Threshold Profile
Description
The ARGO Monitoring Service is generating Status and A/R reports based on the metric results that it gathers from the execution of the monitoring probes. Each metric result includes a status and performance data that typically contain values related to the provided status. Currently the ARGO Monitoring Service relies solely on the statuses returned by the probes in order to generate the Status and A/R reports.
Each probe has a hard-coded built-in static logic in order to compute the probe status. Although this have been proven sufficient for the purposes of infrastructure monitoring up to now, it does not give us any flexibility in providing different SLA targets customers.
For example, let’s say that a probe check the average response time of the tickets in helpdesk system. With the current implementation, the acceptable response time is part of the probe configuration. If we want to have different acceptable response time for a specific customer, then we will have to create a new probe configuration and execute a new test.

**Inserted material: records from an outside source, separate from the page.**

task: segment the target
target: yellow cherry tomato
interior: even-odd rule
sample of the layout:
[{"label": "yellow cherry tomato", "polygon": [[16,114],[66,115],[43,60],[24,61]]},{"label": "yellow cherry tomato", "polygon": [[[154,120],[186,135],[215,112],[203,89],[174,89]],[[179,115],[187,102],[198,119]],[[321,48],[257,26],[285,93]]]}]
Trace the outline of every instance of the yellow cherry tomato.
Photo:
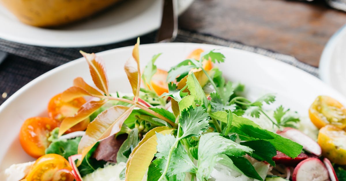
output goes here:
[{"label": "yellow cherry tomato", "polygon": [[327,124],[342,129],[346,127],[346,108],[330,97],[317,97],[309,109],[309,115],[311,121],[319,129]]},{"label": "yellow cherry tomato", "polygon": [[27,181],[73,181],[73,175],[62,169],[72,170],[69,162],[57,154],[45,155],[39,158],[25,178]]},{"label": "yellow cherry tomato", "polygon": [[346,132],[332,125],[326,126],[320,130],[317,142],[324,156],[336,164],[346,165]]}]

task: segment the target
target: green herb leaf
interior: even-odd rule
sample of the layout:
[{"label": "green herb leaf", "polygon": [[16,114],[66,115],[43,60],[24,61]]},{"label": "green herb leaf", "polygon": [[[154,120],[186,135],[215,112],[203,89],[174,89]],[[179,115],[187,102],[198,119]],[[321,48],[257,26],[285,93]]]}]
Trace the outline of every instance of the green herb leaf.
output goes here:
[{"label": "green herb leaf", "polygon": [[209,52],[207,54],[201,55],[202,56],[202,59],[201,60],[209,60],[212,62],[213,63],[221,63],[225,61],[225,55],[222,53],[218,52],[215,52],[214,51],[215,50],[213,50]]},{"label": "green herb leaf", "polygon": [[242,142],[242,145],[248,146],[254,151],[252,157],[259,161],[266,161],[272,166],[275,166],[273,157],[276,155],[276,149],[268,141],[264,140],[254,140]]},{"label": "green herb leaf", "polygon": [[210,118],[206,111],[200,106],[191,106],[181,112],[179,119],[183,133],[181,139],[199,136],[208,129]]},{"label": "green herb leaf", "polygon": [[220,157],[222,154],[239,156],[253,151],[247,146],[238,144],[216,132],[202,135],[199,145],[197,175],[200,180],[210,178],[214,166],[222,159]]},{"label": "green herb leaf", "polygon": [[[195,166],[179,140],[172,135],[164,135],[156,133],[156,137],[158,153],[155,154],[157,158],[153,162],[157,168],[162,170],[162,173],[167,164],[169,165],[166,175],[169,177],[181,173],[195,172]],[[171,152],[172,149],[173,151]],[[170,153],[171,153],[170,155]]]},{"label": "green herb leaf", "polygon": [[208,107],[208,100],[193,72],[189,74],[186,84],[188,85],[188,89],[190,91],[191,95],[194,97],[195,100],[198,100],[200,103],[204,105],[206,108]]},{"label": "green herb leaf", "polygon": [[156,66],[154,64],[156,59],[161,55],[161,53],[159,53],[153,56],[151,61],[149,61],[148,63],[148,64],[146,66],[142,74],[142,79],[143,80],[143,81],[144,83],[145,86],[146,87],[148,85],[149,85],[152,90],[154,90],[154,89],[151,86],[151,79],[157,70]]},{"label": "green herb leaf", "polygon": [[255,167],[247,159],[242,156],[229,156],[229,158],[233,161],[234,165],[242,171],[245,175],[258,180],[263,180]]},{"label": "green herb leaf", "polygon": [[197,68],[190,60],[186,60],[180,62],[176,66],[172,67],[168,71],[167,76],[167,82],[170,82],[176,80],[179,82],[187,76],[191,69]]},{"label": "green herb leaf", "polygon": [[117,162],[126,163],[129,155],[139,142],[138,137],[138,129],[134,128],[127,136],[127,139],[124,141],[117,154]]}]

So in order to have different acceptable response time for each customer, we have to easily define these hardcoded values and use them as parameters. So actually we have to move the metric status computation to something more dynamic like the ARGO analytics engine. So the monitoring probes executed will return the actual data (e.g. the average response time) and then on the ARGO Analytics Engine we can have use multiple threshold profiles, which will be used in order to generate reports based on the customer needs.
Example
Let's take the check_ping as an example which returns the packet loss and lets assume that it has been enhanced to return average round trip time as a response. Sample output from the metric check might look like this:
PING ok - Packet loss = 0%, response=0.80 | response=20ms;0;300;299;1000
This is the default result of the metric.
In our example we have 2 hosts
- webserver01.example.com
- webserver02.example.com
The SLA defines a different response times for each of them. In order to achieve that we have to define 2 different thresholds one for each host.
The way to define the thresholds follow the following format.
'label'=value[UOM];[warn];[crit];[min];[max]
where
label : can contain alphanumeric characters but must always begin with a letter
value : is a float or integer
uom : is a string unit of measurement (accepted values: s,us,ms,B,KB,MB,TB,%,c)
warning: is a range defining the warning threshold limits
critical: is a range defining the critical threshold limits
So based on the SLA we define the following 2 thresholds
host: webserver01.example.com
thresholds: response=20ms;0:200;199:300
host: webserver02.example.com
thresholds: response=20ms;0:500;499:1000
BY using the threshold profiles, we managed to have different Warning and Critical limits for webserver01.example.com and webserver02.example.com and we support them for their SLA.
Technical part
The connection of the Threshold profiles with the other components of ARGO
They are:
- defined in POEM
- stored in ARGO Web API
- part of a report and the correlation is also configured in POEM
- Used for the computations in the Analytics Engine
- Presented in the ARGO Web UI.